WordPress 3 review

WordPress is now seven years old and, with millions of active users, is widely recognised as the world’s most popular blogging platform. The latest release is the open source platform’s 13th major update and is crucial to WordPress’ ambitions to move on from its blog-based origins.

Before you can use WordPress, you need it to be set up on your server. You can do this yourself by downloading the latest version for free from WordPress.org and then installing it on any server supporting at least PHP 4.3 and MySQL 4.1.2. An important advance here is that the first account is no longer automatically set to “admin”, so potential hackers need to work out your account name as well as your password.

If setting up WordPress yourself sounds intimidating, you’ll find most hosting providers now provide one-click installations through their control panels, though you’ll still need to learn how to backup your database. If even that sounds a bit much, you can take advantage of WordPress.com’s ready-to-go free hosting.

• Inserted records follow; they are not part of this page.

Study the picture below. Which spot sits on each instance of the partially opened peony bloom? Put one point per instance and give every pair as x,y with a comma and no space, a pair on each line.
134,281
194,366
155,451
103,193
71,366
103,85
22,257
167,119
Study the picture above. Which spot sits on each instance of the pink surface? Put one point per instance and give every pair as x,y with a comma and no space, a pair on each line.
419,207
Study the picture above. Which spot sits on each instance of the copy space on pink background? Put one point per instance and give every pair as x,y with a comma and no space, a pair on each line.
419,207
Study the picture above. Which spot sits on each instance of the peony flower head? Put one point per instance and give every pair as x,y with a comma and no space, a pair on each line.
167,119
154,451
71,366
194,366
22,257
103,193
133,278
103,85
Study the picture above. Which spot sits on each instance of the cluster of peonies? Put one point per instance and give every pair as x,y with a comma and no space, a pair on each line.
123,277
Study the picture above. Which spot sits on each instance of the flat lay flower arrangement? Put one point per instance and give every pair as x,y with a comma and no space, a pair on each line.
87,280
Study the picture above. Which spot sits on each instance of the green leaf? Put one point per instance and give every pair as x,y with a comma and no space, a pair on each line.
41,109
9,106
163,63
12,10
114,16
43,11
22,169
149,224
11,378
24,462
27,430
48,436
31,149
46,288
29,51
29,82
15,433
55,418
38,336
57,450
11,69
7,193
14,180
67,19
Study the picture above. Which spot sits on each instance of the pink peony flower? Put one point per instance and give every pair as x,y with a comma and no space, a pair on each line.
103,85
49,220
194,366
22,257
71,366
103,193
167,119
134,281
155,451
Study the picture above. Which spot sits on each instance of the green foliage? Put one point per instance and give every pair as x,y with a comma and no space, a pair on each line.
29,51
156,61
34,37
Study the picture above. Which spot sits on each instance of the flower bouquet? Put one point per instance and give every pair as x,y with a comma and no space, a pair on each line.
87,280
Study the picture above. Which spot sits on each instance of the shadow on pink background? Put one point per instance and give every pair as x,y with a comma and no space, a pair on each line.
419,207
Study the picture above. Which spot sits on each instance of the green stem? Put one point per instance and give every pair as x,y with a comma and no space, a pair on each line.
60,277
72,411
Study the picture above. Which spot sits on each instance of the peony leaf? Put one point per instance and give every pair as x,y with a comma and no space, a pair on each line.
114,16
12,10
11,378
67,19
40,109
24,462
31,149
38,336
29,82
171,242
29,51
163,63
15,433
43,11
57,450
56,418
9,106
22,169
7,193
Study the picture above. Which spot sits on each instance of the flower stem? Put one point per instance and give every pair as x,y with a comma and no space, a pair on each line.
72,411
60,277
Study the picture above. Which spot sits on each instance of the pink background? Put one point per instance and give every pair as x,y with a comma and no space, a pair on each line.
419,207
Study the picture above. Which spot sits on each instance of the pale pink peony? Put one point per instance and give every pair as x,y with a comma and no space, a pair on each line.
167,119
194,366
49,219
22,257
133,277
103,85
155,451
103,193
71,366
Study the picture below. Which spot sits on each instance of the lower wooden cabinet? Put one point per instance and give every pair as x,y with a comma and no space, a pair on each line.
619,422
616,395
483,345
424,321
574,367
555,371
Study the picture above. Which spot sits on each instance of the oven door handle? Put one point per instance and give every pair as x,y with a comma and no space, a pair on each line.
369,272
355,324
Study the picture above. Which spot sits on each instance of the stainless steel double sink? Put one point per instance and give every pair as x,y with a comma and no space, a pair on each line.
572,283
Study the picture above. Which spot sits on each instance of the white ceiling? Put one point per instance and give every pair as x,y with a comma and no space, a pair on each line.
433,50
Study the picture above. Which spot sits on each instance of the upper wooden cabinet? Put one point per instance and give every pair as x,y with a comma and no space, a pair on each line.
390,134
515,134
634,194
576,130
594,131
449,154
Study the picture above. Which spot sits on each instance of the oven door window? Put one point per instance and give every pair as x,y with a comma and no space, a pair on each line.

Once you’re up-and-running, you manage your WordPress site via the new Dashboard. This is slightly lighter than it was before, and adds contextual help and a few scattered rationalisations. If you’re an existing user who doesn’t want to tamper with an existing site, these are probably the only differences that you’ll notice after upgrading.

WordPress 3

If you’re creating a new site or want to rework an existing one, however, WordPress 3 has a lot more to offer. The biggest change is that, after a full five years, the default Kubrick theme has finally been put out to pasture. The replacement, Twenty Ten, is a vast improvement offering attractive, clean lines, easy readability, a large header image and simple layout. Basically it doesn’t look so “bloggy”.

A number of new theme-based advances reinforce this. In particular new APIs for handling headers and backgrounds, it’s much easier for theme developers to enable end user customisation. In addition, WordPress 3’s new “child theme” handling makes it easier to change theme settings while maintaining manually-created CSS-based overrides.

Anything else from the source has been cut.